Moving a Project From Subversion to Git
I’ve been interested in the stuff that I’ve heard about git since hearing that Linus Torvalds was ditching BitKeeper and writing his own replacement to handle version control for the Linux kernel. I’ve taken a look at it a few different times as it’s profile grew in the Rails/Perl/etc communities.
Every time, there was something that kept me from adopting it: the state of Windows support. And, after this past week, I think that my focus on the msysGit version was part of the problem. I have been reluctant to use the Cygwin version. That is mostly because I didn’t want to *have* to install all of cygwin on any workstation where I want git support and the pile of files that adds.
The thing is, though, that when I took a good look last week, I already had cygwin running on every single Windows machine I’ve got, INCLUDING virtual machines. Never one to cling to a supposition after evidence invalidates it, I gave git on cygwin a shot.
Because I still have lots of Subversion repositories and am likely to continue using it on lots of projects, I insisted on getting the git/Subversion integration working. Also, I use a Dreamhost account to host my repositories and any project-related forums, project tracking, etc., as a sort of private Sourceforge/Codeplex/Google Code without any licensing issues to deal with. I wanted to add git support to that existing project space.

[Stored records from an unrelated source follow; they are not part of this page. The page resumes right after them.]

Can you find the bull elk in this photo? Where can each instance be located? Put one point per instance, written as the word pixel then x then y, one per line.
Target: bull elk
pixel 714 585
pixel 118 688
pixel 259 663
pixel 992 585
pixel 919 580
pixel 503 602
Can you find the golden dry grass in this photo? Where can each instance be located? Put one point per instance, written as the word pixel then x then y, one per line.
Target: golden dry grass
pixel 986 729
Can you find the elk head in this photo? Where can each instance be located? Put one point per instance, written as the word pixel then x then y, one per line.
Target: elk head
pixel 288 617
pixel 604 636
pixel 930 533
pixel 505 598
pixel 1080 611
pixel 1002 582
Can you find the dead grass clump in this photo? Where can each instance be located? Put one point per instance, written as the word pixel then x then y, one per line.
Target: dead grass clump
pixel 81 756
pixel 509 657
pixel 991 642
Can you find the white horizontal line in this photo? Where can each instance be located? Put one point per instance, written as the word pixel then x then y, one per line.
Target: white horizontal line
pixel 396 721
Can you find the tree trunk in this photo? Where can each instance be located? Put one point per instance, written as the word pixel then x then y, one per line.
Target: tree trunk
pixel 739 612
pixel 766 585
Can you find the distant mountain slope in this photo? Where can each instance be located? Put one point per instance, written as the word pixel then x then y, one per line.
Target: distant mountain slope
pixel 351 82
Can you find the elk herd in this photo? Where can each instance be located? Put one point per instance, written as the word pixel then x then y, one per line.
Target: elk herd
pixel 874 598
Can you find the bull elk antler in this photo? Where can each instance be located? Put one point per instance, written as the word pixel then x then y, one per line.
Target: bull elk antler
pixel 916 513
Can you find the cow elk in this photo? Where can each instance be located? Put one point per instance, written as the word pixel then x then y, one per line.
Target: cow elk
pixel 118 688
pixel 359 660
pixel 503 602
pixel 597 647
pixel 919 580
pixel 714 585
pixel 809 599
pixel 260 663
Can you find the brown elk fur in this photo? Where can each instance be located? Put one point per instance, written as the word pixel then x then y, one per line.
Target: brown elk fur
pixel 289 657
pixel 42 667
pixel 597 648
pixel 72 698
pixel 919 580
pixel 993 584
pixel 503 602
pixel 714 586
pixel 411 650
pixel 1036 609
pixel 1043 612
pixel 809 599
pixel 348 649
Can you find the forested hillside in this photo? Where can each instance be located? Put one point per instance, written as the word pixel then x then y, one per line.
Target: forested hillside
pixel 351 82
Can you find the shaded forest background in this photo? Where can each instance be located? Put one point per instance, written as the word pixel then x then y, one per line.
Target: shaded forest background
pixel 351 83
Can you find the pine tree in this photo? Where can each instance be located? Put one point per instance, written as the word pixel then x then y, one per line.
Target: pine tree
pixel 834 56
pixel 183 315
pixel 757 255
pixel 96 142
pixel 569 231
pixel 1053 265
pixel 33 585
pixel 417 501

It turned out like most projects of this sort. The stuff I thought would be a pain (like getting git running on the Dreamhost account) turned out to be documented and straightforward, while stuff like getting the “git svn” command to work (which should just work off the cygwin install) thwarted me for far too long.
However, after I worked out the kinks, I was able to get it working and pointed at some of my Subversion repositories on several of my workstations. After cloning those repositories, what I'm most suprised by (even though I was told to expect it) is how git manages to copy ALL of the version history for the entire repository into a single .git directory (instead of hundreds or thousands of .svn directories) and end up with something SMALLER than the single version checkout of Subversion for the same source tree.
As an example, one of my repositories had 440 revisions across 10 branches. A checked out copy from Subversion of the current release branch is 2.51GB in 43,655 files across 23,361 folders.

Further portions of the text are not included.